Rare Michelangelo will be lost to Britain

James Morrison
Sunday 16 February 2014 06:38

It was salvaged from the obscurity of a private scrapbook: a gem left for centuries amid a collection of lesser drawings in an English stately home. But months after being hailed as the most notable discovery of a Michelangelo work in living memory, Study of a Mourning Woman is to be lost to Britain.

With no UK buyer willing to pay its £7.5m price, the hitherto unknown picture by the great Renaissance artist will be sold to the highest bidder. It is expected to end up in the hands of an anonymous overseas buyer.

Wednesday's auction, at Sotheby's in London, will end a nine-month rescue bid which saw the National Galleries of Scotland come close to securing the picture.

The story began when the brown-ink drawing of a stooped figure in a heavy cloak was revealed during a routine insurance valuation at Castle Howard in North Yorkshire last October. Sotheby's fine art expert Julien Stock found it in a scrapbook of otherwise undistinguished Old Master sketches in the library.

Soon after, the 10in by 6in work was identified as a previously undocumented Michelangelo, believed to have been bought by Henry Howard, fourth Earl of Carlisle, in London in 1747.

Comparing the discovery to that of "part of the Holy Grail", Sotheby's delayed auctioning it by six months to give the nation a chance to buy it.

Aware that no British museum north of Oxford holds a Michelangelo, the Scottish galleries began a fund-raising campaign.

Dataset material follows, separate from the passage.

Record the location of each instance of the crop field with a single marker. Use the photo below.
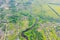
(29, 19)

But despite receiving private backing, the move failed when the Heritage Lottery Fund rejected an application for a £4.1m grant.

Sotheby's has been inundated with enquiries about the drawing and its experts now expect it to go overseas.

A lottery fund spokesman said: "When awarding grants for art acquisitions, the trustees look for the widest possible public benefits. Due to conservation reasons, the opportunities for the public to see the Michelangelo drawing were extremely limited – just one month a year."

A spokeswoman for the National Art Collections Fund said this stance could set a "worrying precedent".